Increase of IRF-1 gene expression and impairment of T regulatory cells suppression activity on patients with myelodysplastic syndrome: A longitudinal one-year study

•Higher peripheral Treg number in low risk patients with MDS compared to high risk.•Treg suppression activity is impaired in MDS patients.•Increased in vitro cytokine production from MDS patients' T cells after 12 months.•Negative correlation between IRF-1 and Foxp3 on initial evaluation.•Results suggest a progressive immune hyper activity following MDS evolution.

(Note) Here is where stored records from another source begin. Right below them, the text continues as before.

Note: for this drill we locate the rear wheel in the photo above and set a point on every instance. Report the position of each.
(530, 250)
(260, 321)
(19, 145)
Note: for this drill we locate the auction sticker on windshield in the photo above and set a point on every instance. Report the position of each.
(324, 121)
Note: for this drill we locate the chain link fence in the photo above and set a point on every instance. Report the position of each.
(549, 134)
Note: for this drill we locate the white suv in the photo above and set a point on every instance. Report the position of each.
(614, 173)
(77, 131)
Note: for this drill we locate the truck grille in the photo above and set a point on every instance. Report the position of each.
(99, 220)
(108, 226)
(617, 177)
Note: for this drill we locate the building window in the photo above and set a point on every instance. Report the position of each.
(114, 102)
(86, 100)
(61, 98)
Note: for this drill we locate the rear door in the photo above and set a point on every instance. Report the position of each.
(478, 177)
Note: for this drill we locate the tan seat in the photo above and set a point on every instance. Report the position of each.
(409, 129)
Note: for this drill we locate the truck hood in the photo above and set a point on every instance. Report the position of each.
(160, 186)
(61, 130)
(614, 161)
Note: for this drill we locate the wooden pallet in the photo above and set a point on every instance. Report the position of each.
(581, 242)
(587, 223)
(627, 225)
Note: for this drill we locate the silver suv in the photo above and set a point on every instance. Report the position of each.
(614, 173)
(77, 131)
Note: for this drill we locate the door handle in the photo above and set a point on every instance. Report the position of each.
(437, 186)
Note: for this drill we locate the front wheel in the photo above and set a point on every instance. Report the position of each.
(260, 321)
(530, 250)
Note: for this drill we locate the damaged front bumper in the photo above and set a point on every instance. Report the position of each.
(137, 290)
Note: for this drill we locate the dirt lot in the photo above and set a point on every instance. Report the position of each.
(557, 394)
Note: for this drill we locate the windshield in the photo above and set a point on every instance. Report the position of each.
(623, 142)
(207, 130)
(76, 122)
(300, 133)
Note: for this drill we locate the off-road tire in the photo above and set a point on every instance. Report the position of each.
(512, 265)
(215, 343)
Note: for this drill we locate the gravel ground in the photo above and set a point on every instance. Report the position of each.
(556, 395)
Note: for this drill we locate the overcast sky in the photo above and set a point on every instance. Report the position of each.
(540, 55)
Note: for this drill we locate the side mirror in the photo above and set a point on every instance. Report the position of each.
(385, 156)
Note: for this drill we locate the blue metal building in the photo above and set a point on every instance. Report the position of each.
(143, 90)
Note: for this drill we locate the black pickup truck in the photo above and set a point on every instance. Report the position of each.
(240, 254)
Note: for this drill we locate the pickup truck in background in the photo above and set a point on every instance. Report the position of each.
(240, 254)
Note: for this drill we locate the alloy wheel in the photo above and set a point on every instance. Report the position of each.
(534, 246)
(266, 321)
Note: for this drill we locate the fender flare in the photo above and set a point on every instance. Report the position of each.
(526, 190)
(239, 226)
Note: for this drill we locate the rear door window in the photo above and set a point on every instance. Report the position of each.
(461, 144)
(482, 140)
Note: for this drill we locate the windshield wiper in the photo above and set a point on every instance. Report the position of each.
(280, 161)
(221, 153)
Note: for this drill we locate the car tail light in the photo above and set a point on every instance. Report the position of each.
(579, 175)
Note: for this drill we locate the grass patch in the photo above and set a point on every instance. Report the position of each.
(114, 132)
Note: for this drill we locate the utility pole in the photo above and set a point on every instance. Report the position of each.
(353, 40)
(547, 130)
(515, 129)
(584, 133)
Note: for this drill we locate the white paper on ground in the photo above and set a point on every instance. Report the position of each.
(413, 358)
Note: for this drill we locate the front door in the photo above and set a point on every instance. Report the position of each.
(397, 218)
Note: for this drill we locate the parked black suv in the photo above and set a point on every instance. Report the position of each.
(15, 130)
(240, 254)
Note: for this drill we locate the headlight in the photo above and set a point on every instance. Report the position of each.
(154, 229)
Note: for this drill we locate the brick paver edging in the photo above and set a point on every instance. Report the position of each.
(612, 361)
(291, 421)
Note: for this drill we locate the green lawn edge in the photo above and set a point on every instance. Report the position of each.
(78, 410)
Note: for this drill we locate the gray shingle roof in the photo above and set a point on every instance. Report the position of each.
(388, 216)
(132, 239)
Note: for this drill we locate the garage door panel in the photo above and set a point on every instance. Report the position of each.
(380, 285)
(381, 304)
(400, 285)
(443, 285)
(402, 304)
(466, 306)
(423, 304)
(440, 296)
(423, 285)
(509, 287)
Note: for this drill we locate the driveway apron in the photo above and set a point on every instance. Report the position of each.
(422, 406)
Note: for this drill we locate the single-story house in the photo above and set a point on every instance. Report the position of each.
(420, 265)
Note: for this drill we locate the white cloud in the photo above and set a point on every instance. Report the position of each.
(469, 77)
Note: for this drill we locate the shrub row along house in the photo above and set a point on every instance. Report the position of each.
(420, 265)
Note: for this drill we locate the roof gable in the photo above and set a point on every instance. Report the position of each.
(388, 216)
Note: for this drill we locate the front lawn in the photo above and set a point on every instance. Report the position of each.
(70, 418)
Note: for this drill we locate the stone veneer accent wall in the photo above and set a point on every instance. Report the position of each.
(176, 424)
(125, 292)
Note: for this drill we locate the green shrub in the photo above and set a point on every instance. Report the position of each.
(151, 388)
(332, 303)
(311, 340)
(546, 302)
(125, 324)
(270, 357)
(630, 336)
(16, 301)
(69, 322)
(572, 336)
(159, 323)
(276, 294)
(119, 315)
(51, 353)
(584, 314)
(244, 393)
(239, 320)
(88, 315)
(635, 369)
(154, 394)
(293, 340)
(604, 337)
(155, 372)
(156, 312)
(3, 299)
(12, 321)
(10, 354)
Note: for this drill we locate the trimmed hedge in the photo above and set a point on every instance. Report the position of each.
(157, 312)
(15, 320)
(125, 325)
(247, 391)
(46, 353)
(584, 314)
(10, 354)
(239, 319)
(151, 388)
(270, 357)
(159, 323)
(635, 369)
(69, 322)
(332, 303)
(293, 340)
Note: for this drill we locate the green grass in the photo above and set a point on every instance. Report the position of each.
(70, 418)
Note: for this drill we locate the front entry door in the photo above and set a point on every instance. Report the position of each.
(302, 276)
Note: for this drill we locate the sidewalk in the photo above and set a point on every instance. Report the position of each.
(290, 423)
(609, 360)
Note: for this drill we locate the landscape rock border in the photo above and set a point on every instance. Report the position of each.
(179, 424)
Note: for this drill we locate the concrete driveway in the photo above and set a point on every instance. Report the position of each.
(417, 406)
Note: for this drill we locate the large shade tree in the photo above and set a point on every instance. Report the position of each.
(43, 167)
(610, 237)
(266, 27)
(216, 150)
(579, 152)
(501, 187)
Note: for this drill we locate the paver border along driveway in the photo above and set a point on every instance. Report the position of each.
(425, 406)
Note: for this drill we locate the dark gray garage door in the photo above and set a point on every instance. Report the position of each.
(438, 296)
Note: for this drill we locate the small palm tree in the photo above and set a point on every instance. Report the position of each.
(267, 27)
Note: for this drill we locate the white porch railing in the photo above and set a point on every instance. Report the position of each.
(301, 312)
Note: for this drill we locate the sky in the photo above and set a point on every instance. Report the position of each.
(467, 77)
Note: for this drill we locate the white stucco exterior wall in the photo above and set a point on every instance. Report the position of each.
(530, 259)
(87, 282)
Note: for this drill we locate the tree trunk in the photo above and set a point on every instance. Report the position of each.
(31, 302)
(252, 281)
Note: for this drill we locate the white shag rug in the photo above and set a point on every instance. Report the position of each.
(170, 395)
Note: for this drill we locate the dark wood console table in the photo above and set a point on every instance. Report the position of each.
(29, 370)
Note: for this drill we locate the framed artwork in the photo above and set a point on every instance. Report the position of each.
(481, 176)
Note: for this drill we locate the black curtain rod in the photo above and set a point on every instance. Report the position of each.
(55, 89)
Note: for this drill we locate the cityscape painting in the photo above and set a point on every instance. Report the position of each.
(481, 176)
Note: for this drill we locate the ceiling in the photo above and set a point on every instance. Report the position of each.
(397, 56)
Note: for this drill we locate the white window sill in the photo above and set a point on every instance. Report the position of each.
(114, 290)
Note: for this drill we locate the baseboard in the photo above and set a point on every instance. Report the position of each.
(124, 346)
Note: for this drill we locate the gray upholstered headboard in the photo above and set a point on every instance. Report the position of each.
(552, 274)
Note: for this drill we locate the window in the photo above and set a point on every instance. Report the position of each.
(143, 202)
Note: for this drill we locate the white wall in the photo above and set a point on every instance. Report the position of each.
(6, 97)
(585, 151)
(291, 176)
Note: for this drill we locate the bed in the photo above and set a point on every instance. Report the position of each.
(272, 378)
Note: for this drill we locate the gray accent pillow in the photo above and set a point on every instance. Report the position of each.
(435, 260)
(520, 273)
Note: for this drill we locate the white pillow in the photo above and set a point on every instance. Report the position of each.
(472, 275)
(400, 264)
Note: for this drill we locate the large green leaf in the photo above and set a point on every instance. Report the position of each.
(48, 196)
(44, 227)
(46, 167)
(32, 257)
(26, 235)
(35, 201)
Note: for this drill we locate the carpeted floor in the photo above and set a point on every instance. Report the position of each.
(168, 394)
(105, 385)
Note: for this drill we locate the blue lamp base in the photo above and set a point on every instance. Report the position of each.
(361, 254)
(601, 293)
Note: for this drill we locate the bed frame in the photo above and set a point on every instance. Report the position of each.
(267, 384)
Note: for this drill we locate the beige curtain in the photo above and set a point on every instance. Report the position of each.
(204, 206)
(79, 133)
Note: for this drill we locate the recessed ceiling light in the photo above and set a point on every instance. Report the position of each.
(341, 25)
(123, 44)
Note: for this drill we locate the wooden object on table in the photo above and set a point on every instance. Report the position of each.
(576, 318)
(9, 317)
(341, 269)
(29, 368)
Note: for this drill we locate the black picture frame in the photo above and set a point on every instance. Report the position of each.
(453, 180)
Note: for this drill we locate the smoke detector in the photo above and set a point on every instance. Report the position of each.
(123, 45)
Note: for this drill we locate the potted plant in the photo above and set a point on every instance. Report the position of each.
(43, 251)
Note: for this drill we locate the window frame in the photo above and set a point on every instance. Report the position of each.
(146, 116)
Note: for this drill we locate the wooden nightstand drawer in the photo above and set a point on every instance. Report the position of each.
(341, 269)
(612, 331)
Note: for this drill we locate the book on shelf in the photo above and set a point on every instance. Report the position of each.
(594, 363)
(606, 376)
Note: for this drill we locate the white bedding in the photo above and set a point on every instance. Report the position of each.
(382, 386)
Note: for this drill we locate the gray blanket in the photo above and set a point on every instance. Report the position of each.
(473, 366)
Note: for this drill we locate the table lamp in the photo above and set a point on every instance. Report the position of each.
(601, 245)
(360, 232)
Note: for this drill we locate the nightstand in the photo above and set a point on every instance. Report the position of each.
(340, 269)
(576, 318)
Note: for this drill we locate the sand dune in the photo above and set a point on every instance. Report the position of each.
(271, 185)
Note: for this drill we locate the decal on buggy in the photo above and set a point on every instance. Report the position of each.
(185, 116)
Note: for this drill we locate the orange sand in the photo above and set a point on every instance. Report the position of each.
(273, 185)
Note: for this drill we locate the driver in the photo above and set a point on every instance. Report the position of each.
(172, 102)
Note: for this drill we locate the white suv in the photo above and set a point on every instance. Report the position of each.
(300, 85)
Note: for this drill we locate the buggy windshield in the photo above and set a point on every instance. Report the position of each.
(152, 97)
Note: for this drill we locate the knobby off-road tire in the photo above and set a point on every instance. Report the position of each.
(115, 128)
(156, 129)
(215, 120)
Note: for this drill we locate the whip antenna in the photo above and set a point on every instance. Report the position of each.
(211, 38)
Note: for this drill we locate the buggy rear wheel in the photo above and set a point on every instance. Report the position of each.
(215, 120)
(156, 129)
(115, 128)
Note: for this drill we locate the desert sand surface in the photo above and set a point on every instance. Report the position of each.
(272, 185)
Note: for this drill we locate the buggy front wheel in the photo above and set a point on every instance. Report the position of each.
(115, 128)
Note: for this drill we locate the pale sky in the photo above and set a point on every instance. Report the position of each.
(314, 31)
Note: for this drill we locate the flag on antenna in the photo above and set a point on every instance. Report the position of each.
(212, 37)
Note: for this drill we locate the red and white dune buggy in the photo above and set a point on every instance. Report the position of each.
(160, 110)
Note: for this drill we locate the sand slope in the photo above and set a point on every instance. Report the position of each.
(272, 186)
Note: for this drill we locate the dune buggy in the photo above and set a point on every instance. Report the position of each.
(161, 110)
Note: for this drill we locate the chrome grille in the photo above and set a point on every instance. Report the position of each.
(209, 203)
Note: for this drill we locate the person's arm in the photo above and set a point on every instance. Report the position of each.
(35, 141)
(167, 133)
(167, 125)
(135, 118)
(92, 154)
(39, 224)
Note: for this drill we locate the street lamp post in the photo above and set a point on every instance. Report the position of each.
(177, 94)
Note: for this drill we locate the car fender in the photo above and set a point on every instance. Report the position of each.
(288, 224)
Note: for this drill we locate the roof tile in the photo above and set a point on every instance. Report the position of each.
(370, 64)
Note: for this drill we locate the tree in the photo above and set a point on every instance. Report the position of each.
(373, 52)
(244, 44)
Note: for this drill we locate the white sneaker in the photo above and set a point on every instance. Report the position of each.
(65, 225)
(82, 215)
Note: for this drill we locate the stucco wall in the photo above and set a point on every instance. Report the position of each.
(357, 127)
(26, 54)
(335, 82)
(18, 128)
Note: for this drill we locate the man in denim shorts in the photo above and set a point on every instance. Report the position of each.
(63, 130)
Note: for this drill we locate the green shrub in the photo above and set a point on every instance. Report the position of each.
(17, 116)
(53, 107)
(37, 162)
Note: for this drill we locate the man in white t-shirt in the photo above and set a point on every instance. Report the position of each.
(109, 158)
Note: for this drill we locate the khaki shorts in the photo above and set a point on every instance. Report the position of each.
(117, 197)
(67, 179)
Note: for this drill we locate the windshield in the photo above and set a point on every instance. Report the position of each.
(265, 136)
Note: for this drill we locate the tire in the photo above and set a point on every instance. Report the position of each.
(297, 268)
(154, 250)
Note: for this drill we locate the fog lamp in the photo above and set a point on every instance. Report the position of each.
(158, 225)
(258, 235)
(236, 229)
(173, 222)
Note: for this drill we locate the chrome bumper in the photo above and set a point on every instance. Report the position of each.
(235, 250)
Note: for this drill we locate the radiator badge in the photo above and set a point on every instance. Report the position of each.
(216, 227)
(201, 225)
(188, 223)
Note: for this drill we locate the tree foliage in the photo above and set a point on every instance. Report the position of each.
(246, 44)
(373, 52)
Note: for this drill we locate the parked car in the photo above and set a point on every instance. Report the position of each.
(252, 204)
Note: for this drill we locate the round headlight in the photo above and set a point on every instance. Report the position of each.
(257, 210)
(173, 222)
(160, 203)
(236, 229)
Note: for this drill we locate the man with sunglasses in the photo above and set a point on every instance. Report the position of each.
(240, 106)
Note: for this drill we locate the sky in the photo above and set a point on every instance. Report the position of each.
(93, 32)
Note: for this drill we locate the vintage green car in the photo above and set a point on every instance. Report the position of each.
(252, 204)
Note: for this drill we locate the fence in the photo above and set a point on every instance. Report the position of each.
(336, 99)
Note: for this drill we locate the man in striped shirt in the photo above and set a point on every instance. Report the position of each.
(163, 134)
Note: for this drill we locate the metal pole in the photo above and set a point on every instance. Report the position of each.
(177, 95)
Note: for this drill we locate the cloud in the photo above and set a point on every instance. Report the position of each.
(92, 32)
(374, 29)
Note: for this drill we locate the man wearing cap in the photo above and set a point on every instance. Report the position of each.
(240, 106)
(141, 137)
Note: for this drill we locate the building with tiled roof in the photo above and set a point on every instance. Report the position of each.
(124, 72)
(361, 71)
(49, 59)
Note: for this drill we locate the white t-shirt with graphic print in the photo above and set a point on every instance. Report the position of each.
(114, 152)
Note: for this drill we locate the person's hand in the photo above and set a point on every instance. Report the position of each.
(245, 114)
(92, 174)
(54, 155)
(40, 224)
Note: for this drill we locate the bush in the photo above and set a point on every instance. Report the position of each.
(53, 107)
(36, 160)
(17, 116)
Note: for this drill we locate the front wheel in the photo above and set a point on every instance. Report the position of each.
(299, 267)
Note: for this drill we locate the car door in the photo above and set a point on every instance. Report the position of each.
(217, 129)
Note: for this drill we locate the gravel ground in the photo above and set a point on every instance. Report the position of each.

Studies have demonstrated that abnormalities in interferon regulatory factor-1 (IRF-1) expression might develop myelodysplastic syndromes (MDS). IRF-1 was described as modulator of T regulatory (Treg) cells by suppressing Foxp3 on mice. We aimed to determine the role of Treg and IRF-1 in MDS. Thirty-eight MDS patients fulfilling WHO criteria and classified according to risk scores were evaluated at time 0 (T0) and after 12 months (T12) for: Treg suppression activity in coculture with T effector (Teff) cells; IRF-1 and Foxp3 genetic expression by qRT-PCR; IL-2, −4, −6, −10, −17, TNFα and IFNγ production by Cytometric Bead Array. No differences in Foxp3 expression (T0 = 0.06 ± 0.06 vs T12 = 0.06 ± 0.12, p = 0.5), Treg number (T0 = 5.62 ± 2.84 × 105 vs T12 = 4.87 ± 2.62 × 105; p = 0.3) and Teff percentage (T0 = 16.8 ± 9.56% vs T12 = 13.1 ± 6.3%; p = 0.06) were observed on T12. Low risk MDS patients showed a higher number of Treg (5.2 ± 2.6 × 105) versus high risk group (2.6 ± 1.2 × 105, p = 0.03). Treg suppression activity was impaired on T0 and T12.Cytokine production and IRF-1 expression were increased on T12. The correlation between IRF-1 and FoxP3 was negative (r2 = 0.317, p = 0.045) on T0. These results suggest a hyper activity of the immune system, probably secondary to Treg suppression activity impairment. This state may induce the loss of tolerance culminating in the proliferation of MDS clones.